みんなが、この方法でお茶を飲んで行けば、ひょっとすると日本全体で年間3兆円もの医療費が節約できるかもしれないという。

 「ためしてガッテン」のHPでは、この「ガッテン流!すり鉢茶」の作り方も書いてある。

 ガッテン流!『すり鉢茶』の作り方
 では、深蒸し茶を取り寄せなければいけないのか??
 そんなことはありません。
 ガッテンは、家にある普通のお茶でも
 掛川茶と同じような健康効果を得られる方法
 を開発しました。
 その名も“すり鉢茶”です。
 作り方は簡単!

 まず、すり鉢お茶の葉を2グラム弱入れ、
 熱湯を小さじ1杯ほど足し、
 すりこ木で1分ほどすります。
 ペースト状になったお茶の葉に、
 熱湯を200ミリリットルほど加えて1分ほど置き、
 茶こしでこすだけで完成です。

 調べてもらったところ、
 深蒸しでない普通のお茶を使用しても、
 深蒸し茶と同等以上の健康成分
 含まれていることがわかりました。
 急須で入れるよりも、少ない茶葉の量で
 濃厚なお茶を楽しむことができます。
 ※ガッテンのお勧めは大き目のコップで
 1日3杯(600ml)ほどです!

◆我が家でもためしてみました
 さて、昨晩は我が家でも早速試してみた。夕食後に飲んで見たが、今朝の便通は快調そのもの。掛川市の人々のように一日10杯も飲めないから、この「すり鉢茶」を一日2杯は飲もうと言うことになった。皆さんも試してみませんか?
 こうした、情報の嬉しさはともかく、番組作りの進化にはエールを送りたい。パターンを使っての謎ときと論理展開、図表の説得性、ゲストと立川志の輔の軽妙なやり取り。もう何十年と積み上げて来たファミリー・サイエンス番組の蓄積が生きているのだろう。

2010年12月31日(金)
2010年の年の瀬に




 年末のある日、いつもの5人組で湯河原温泉に行った。集合場所は浅草。少し早く着いたので「あずま橋」から
成長途中のスカイツリーを眺める。
 多くの人がカメラを構えていた。

 


 8人乗りのレンタカーに乗り込むと早速、車の中で酒盛りが始まる。運転手を務めるSさんが夜なべして作ってくれた「男の手料理」を肴に、持ち込んだ上等な酒を飲み始める。運転中の彼には悪いけど、バカな冗談を連発しながら飲み続けて、もう旅館に着くころにはかなり出来あがっている。
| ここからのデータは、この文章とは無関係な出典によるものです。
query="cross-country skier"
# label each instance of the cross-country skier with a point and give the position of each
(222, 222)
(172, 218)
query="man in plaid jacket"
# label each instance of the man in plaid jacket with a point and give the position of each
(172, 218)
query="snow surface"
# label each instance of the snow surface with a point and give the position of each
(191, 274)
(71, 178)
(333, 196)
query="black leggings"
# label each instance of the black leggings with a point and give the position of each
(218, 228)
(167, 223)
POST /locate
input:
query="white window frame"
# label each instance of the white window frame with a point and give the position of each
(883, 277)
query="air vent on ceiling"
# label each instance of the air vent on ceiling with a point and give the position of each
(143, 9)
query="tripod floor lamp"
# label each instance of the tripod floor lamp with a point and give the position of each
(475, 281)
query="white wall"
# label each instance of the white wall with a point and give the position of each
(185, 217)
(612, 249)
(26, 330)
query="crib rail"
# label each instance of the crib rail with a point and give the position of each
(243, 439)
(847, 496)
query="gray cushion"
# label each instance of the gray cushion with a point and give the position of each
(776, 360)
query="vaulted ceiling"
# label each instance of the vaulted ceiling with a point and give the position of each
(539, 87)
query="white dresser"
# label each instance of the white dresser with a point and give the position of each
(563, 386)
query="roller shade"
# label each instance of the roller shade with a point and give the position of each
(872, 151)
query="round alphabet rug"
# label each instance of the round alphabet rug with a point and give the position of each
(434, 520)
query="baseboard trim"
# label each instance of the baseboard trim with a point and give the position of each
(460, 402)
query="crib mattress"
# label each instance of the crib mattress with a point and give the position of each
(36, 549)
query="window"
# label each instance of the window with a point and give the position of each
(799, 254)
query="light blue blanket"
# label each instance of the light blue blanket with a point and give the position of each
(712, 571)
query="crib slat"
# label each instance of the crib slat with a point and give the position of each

 宿でも夕食をしっかり飲み食いし、温泉に入った後、これまた部屋で様々な話題を肴に酒を飲む。68歳のNさんは、かれこれ一升も飲んだだろうか。特に仲間の一人が最近、中古のクルーザーを購入したと言うので、これからは船に乗って温泉地に行き、港に停泊して飲もうじゃないか、と言う話で盛り上がった。

 もう皆、昔で言えば老人だけど、気持ちはなぜか若いころとさして変わっていない。中国問題やロシア問題、民主党政治の話題から最近のテレビ番組についてまで、結構熱くなって議論している。11時を過ぎたところでお開き。
 始めは3人で始まった温泉組も、もう10年以上続いている。それぞれリタイアしたり、まだ現役で頑張ったりと様々だが、酒飲みだけは変わらない。それでも、全員まだ何とか健康でいられるのはありがたいことだ。

 翌日、仕事を抱えている2人が一足先に東京へ。残った3人で伊豆山神社、五百羅漢で有名な玉宝寺、そして箱根の彫刻の森美術館にも行った。伊豆神社は源頼朝が挙兵の時に祈願した、霊験あらたかな神社だという。その裏山は巨大なクスノキの森。見上げると首が痛くなるような大木が枝を伸ばしている。

 玉宝寺では、五百羅漢が並ぶ本堂に上がってNさんと般若心経と観音経をあげさせてもらった。5年前の年の瀬、5人組で別所温泉を訪ねた時にも、同じように禅寺で般若心経を上げたのを思い出した。こうして無事年を重ねることが出来たことにまずは感謝しなければ。

 今年の年末、私はわずかに引きずって来た仕事からも完全リタイアした。これで全くの年金生活に入る。今の気持ちを正直に書けば、「すべてはこれから」。人生の仕上げに向けてささやかな内省の時も持ちたい。
 そして前回書いたように、家事も含めて
等価値の諸々を引きうけながら「メディアの風」にも、もう少し本腰を入れたいと念じている。
 来年が皆さまにとって良い年でありますように。